Confirming that the TransAtlantic Trade and Investment Partnership (TTIP) amounts to "a huge transfer of power from people to big business," Greenpeace Netherlands on Monday leaked 248 secret pages of the controversial trade deal between the U.S. and EU, exposing how environmental regulations, climate protections, and consumer rights are being "bartered away behind closed doors."
The documents represent roughly two-thirds of the latest negotiating text, according to Greenpeace, and on some topics offer for the first time the position of the United States.
Before Monday, elected representatives were only able to view such documents under guard, in a secure room, without access to expert consultation, while being forbidden from discussing the content with anyone else.
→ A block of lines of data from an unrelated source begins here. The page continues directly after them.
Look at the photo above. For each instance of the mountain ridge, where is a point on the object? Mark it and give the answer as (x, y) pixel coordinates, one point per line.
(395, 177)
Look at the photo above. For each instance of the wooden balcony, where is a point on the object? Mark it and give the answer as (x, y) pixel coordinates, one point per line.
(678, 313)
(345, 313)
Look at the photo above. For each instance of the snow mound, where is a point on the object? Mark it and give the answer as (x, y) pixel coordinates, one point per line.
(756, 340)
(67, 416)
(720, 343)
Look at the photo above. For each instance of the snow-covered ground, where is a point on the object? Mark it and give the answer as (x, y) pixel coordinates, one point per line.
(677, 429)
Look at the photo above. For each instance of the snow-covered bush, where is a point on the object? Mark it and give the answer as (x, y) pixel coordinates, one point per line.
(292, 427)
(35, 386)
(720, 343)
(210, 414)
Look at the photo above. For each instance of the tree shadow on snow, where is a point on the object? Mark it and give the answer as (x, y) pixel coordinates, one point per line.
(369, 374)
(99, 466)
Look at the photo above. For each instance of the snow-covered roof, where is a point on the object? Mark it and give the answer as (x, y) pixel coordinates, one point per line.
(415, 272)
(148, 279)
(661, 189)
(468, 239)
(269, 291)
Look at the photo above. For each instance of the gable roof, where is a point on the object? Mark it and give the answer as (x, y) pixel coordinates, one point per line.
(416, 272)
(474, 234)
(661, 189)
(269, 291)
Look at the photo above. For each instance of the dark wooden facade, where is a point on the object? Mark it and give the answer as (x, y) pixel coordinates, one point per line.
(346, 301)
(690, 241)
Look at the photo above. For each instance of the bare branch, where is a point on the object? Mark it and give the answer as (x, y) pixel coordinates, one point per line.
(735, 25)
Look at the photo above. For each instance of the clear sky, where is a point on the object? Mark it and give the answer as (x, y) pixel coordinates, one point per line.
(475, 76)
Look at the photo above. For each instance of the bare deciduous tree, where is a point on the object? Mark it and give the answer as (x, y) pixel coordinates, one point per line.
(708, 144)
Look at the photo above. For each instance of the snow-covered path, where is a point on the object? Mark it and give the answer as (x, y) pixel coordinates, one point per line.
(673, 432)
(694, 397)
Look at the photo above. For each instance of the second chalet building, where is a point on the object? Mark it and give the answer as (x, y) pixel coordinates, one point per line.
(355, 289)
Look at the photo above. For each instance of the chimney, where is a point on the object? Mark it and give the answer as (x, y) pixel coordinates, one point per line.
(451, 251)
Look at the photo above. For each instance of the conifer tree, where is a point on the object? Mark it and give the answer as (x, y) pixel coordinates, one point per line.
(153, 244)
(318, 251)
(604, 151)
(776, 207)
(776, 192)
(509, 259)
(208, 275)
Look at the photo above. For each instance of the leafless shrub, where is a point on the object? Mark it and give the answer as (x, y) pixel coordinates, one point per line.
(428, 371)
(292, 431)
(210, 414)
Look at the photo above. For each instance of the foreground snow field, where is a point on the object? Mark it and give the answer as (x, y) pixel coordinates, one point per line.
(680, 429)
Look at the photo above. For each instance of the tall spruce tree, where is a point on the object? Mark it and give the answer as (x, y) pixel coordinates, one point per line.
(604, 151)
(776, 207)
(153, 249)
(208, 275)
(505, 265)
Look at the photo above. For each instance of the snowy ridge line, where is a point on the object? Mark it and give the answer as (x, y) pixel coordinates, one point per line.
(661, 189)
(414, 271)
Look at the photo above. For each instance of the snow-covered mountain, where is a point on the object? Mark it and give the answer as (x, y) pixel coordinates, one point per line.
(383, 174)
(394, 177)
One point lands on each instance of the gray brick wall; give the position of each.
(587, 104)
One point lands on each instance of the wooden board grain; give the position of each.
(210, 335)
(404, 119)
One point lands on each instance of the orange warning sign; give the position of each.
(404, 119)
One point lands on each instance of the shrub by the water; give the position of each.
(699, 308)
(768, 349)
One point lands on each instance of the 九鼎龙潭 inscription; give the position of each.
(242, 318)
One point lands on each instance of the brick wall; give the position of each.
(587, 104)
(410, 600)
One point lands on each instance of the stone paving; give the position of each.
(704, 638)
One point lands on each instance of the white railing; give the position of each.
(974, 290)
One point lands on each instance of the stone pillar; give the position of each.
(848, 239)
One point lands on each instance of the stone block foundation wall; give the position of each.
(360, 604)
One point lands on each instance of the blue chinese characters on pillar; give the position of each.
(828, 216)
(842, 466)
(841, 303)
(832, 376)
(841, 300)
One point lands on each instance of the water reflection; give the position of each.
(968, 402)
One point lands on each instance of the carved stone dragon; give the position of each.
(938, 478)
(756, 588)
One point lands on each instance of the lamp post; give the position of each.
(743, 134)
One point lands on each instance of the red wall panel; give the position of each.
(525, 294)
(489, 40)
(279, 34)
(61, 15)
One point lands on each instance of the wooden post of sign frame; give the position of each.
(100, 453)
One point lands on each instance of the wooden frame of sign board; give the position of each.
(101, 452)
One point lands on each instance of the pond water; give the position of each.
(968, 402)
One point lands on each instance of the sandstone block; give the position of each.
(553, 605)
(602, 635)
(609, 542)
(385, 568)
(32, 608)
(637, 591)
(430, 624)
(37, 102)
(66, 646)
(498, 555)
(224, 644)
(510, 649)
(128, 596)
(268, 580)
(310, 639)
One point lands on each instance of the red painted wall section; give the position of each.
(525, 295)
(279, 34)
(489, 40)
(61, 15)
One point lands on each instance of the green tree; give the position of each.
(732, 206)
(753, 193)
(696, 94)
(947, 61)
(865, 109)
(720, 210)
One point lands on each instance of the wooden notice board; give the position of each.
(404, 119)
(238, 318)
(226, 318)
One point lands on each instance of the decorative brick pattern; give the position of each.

This secrecy runs "counter to the democratic principles of both the EU and the U.S.," the website ttip-leaks.org declares.
And in the absence of transparency, "hard won environmental progress is being bartered away behind closed doors," said Faiza Oulahsen, campaigner for Greenpeace Netherlands.
"Whether you care about environmental issues, animal welfare, labor rights or internet privacy, you should be concerned about what is in these leaked documents," Oulahsen said. "They underline the strong objections civil society and millions of people around the world have voiced: TTIP is about a huge transfer of democratic power from people to big business. We call on all elected representative and other concerned parties to read these documents and engage in the debate."
Greenpeace Netherlands zeroes in on four aspects of serious concern in the obtained texts, including:
- the apparent omission of the so-called "General Exceptions rule," which allows nations to regulate trade "to protect human, animal and plant life or health" or for "the conservation of exhaustible natural resources;"
- the absence of language about climate protection, plus provisions that would "stimulate imports and exports of fossil fuels—like shale gas from fracking or oil from tar sands—while clean energy production for local communities and associations would be considered unfair competition and a barrier to trade."
- a clear threat to the "precautionary principle," which requires regulatory caution where there is scientific doubt, shifting the burden of proof on whether a product is safe to public authorities, not on those who seek to sell it;
- the heretofore shrouded "high degree" of corporate influence over the talks.
According to the Guardian, which saw the original documents (retyped by Greenpeace and available here):
U.S. proposals include an obligation on the EU to inform its industries of any planned regulations in advance, and to allow them the same input into EU regulatory processes as European firms."These leaks confirm what millions of people across Europe have suspected all along—that this toxic trade deal is essentially an enormous corporate power grab," said Global Justice Now trade campaigner Guy Taylor on Monday.
American firms could influence the content of EU laws at several points along the regulatory line, including through a plethora of proposed technical working groups and committees.